Ждать его пришлось долго. С опозданием ровно на час его кукольный джипик подрулил к тротуару, я плюхнулся в кресло, и машина тут же сорвалась с места, будто мы опаздывали на самолёт.
Мы опять перетаскивали ящики на том же складе. Аркадий был молчалив, цветом лица напоминал старый асфальт и тяжело дышал. Похоже было, что он пил ночь напролёт. Перекуры становились все длиннее, теперь он уже не рассказывал истории о своей лихой юности. На нём был вчерашний костюм и вчерашние же рубашка и галстук, покрытые пятнами от томатного соуса. Меня это раздражало. Я не понимал, как человека с такими наклонностями могли принять в солидную организацию.
Во время очередного перекура я вышел в туалет, а когда вернулся, Аркадий разговаривал по телефону. Речь опять шла о ремонте его автомашины. На этот раз мой наставник не угрожал и не кричал, но некоторые его слова заставили меня прислушаться.
— Ага, хорошо. Так… Когда, сегодня? Послушай, Михалыч, но я сегодня никак не могу! Когда? Нет, тем более. Да не, какая, на хер, водка? Дела… Послушай, Михалыч, давай я тебе мальчика своего подошлю? Да навязали мне тут одного практиканта, он один хрен ничего не делает! Но парнишка он не глупый, объяснишь ему, чего как, он сделает… Годится? А кому сейчас легко!
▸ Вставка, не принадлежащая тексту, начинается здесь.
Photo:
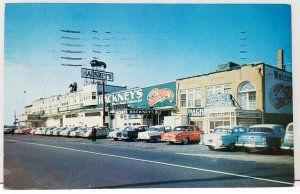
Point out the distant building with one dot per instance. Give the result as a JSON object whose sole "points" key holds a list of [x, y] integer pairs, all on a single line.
{"points": [[237, 95]]}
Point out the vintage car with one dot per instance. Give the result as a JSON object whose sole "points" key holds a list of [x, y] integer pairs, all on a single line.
{"points": [[25, 131], [113, 134], [288, 140], [79, 132], [223, 137], [57, 131], [67, 131], [131, 132], [261, 138], [153, 133], [100, 133], [182, 134]]}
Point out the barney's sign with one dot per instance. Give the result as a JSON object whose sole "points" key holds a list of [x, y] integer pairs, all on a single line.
{"points": [[163, 95]]}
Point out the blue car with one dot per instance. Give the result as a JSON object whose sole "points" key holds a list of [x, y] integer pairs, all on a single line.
{"points": [[223, 137], [261, 138]]}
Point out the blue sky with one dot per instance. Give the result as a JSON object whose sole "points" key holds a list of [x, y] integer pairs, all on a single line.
{"points": [[143, 44]]}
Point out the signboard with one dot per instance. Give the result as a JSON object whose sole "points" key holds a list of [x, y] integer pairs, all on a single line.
{"points": [[141, 111], [154, 96], [196, 112], [219, 100], [97, 74], [278, 91]]}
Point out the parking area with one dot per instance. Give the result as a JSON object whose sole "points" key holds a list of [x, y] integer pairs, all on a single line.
{"points": [[193, 149]]}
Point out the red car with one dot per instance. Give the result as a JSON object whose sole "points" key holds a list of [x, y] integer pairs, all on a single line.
{"points": [[182, 134]]}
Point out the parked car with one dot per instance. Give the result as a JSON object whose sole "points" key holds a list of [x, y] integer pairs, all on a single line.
{"points": [[182, 134], [79, 132], [38, 131], [57, 131], [153, 133], [24, 131], [50, 131], [7, 130], [223, 137], [100, 133], [261, 137], [67, 131], [113, 134], [288, 140], [131, 132]]}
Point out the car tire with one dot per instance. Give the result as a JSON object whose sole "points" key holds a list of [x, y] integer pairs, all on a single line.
{"points": [[211, 148], [231, 147], [185, 141]]}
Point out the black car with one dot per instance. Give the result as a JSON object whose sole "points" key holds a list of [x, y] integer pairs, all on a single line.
{"points": [[131, 132]]}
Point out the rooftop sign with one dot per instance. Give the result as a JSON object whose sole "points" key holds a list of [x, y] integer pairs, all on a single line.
{"points": [[97, 74]]}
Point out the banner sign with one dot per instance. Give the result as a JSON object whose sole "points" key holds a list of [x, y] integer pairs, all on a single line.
{"points": [[141, 111], [97, 74], [278, 91], [219, 100], [195, 112], [163, 95]]}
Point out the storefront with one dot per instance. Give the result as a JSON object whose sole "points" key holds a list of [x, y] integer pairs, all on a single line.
{"points": [[141, 106]]}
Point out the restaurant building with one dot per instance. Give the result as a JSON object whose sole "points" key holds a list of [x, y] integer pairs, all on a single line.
{"points": [[237, 95]]}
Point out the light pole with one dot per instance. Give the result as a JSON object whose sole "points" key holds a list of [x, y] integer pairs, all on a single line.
{"points": [[96, 64]]}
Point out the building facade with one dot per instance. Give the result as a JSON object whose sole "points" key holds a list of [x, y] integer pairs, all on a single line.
{"points": [[233, 95], [236, 95]]}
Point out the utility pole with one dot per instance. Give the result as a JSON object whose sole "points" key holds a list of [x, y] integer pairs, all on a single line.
{"points": [[103, 99]]}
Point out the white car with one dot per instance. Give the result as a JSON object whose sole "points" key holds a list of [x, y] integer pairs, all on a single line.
{"points": [[113, 134], [67, 131], [101, 132], [79, 132], [153, 133]]}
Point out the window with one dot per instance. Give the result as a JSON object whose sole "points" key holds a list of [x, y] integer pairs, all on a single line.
{"points": [[183, 98], [247, 96], [93, 95], [218, 89], [190, 98]]}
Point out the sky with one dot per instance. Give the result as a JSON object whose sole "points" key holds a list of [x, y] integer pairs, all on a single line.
{"points": [[142, 44]]}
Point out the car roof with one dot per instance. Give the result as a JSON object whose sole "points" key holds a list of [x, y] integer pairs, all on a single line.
{"points": [[229, 126], [266, 125]]}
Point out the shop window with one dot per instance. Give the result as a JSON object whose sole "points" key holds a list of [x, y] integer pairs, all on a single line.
{"points": [[93, 95], [247, 96], [183, 98]]}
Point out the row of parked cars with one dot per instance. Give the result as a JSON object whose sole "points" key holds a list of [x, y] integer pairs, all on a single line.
{"points": [[256, 138]]}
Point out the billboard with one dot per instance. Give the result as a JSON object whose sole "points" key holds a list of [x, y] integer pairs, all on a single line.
{"points": [[278, 91], [161, 95]]}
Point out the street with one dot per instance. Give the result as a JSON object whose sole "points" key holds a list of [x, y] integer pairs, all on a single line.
{"points": [[45, 162]]}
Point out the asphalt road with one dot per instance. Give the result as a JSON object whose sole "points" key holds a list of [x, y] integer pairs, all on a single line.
{"points": [[42, 162]]}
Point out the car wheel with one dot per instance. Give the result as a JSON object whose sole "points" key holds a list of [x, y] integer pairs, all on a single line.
{"points": [[231, 147], [211, 147], [185, 141]]}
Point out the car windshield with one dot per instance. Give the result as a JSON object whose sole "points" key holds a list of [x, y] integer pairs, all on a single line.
{"points": [[181, 128], [223, 131], [129, 129], [260, 130], [152, 129], [290, 128]]}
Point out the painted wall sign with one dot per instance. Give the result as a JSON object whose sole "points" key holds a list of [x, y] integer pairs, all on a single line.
{"points": [[159, 95], [154, 96], [141, 111], [97, 74], [196, 112], [278, 91], [219, 100]]}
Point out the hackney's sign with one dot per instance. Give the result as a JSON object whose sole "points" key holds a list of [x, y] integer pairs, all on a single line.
{"points": [[141, 111], [97, 74]]}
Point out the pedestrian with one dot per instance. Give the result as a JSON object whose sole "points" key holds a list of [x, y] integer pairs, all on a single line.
{"points": [[94, 131]]}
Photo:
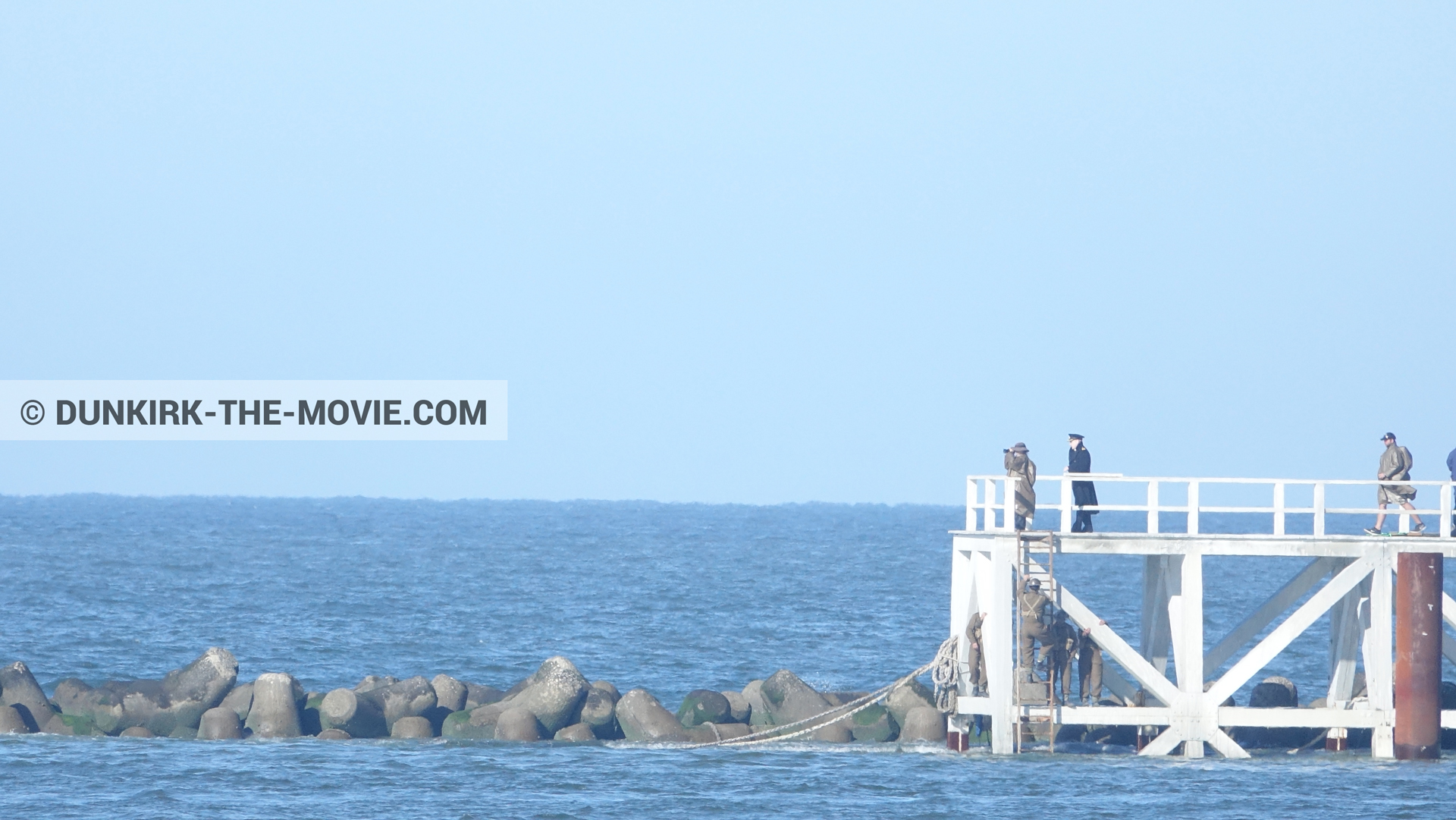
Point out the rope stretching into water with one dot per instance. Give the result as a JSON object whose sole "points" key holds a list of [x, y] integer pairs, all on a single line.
{"points": [[944, 660]]}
Он отложил телефон, с преувеличенной бодростью поднялся с продавленного дерматинового трона и направился к ящикам, похлопывая себя по нависающему над брюками животу.
— Ну, поработаем…
Поработали мы недолго. Энергия моего наставника быстро иссякла.
— Суббота, короткий день. Перекурим маленько, и хватит.
Я отказался от его «кэмела» и достал свою «стрелу». Он удивился, но ничего не понял. Поднёс мне зажигалку, передвинул поближе ко мне пепельницу и завёл издалека:
— Как впечатления?
Я пожал плечами.
— Сам понимаешь, стажировка — ведь это так, фигня. Раз полагается, никуда от неё не денешься. Настоящая работа начнётся потом. Я-то уже пенсионер, а тебе придётся попахать. Ну, ничего, все с этого начинают, а ты парень умный, у тебя получится…
Я не отвечал, слушал его с безразличным видом, и это стало его задевать.
— Какой-то ты сегодня мрачный. Случилось чего? Или на меня обиделся? Из-за вчерашнего? Ну, перебрал я маленько, так сам, что ли, непьющий? Со всеми бывает. Нет, ты скажи, обиделся на меня?
— На обиженных воду возят.
— Верно! — Аркадий расхохотался. — Только у нас в армии говорили по-другому…
— У нас тоже.
Наверное, он решил, что контакт установлен.
— Послушай, Федор… Надо нам ещё одно дело сделать. Я тебе сейчас адресок напишу. Это неблизко, но сейчас ещё рано, транспорт хорошо работает. Сгоняешь туда, ага?
— Зачем это?
— Надо. Считай, что лично моя просьба. Не в службу, а…
— Свои просьбы сам и выполняй.
— Что? — Он подавился сигаретным дымом.
— Ничего. Мне твоя тачка на хрен не нужна.
— Так. — Аркадий посмотрел на меня, но, видимо, мой взгляд оказался твёрже, да и сидел я повыше его кресла, и он первым отвёл глаза. — Так… Вот, значит, как ты на доброту мою отвечаешь! Я ведь тебя не напрягал, не гонял лишний раз. А ты, значит, так…
— Значит, именно так. — Мне стало скучно. Аркадий упал в моих глазах ниже нулевой отметки.
— А я тебя подставлял хоть раз? Нет, ты мне скажи, было такое?
Я не ответил. Сидел и курил сырую «стрелу», сплёвывая табак на пол и стараясь контролировать своего наставника боковым зрением. Чёрт его знает, чего он может выкинуть.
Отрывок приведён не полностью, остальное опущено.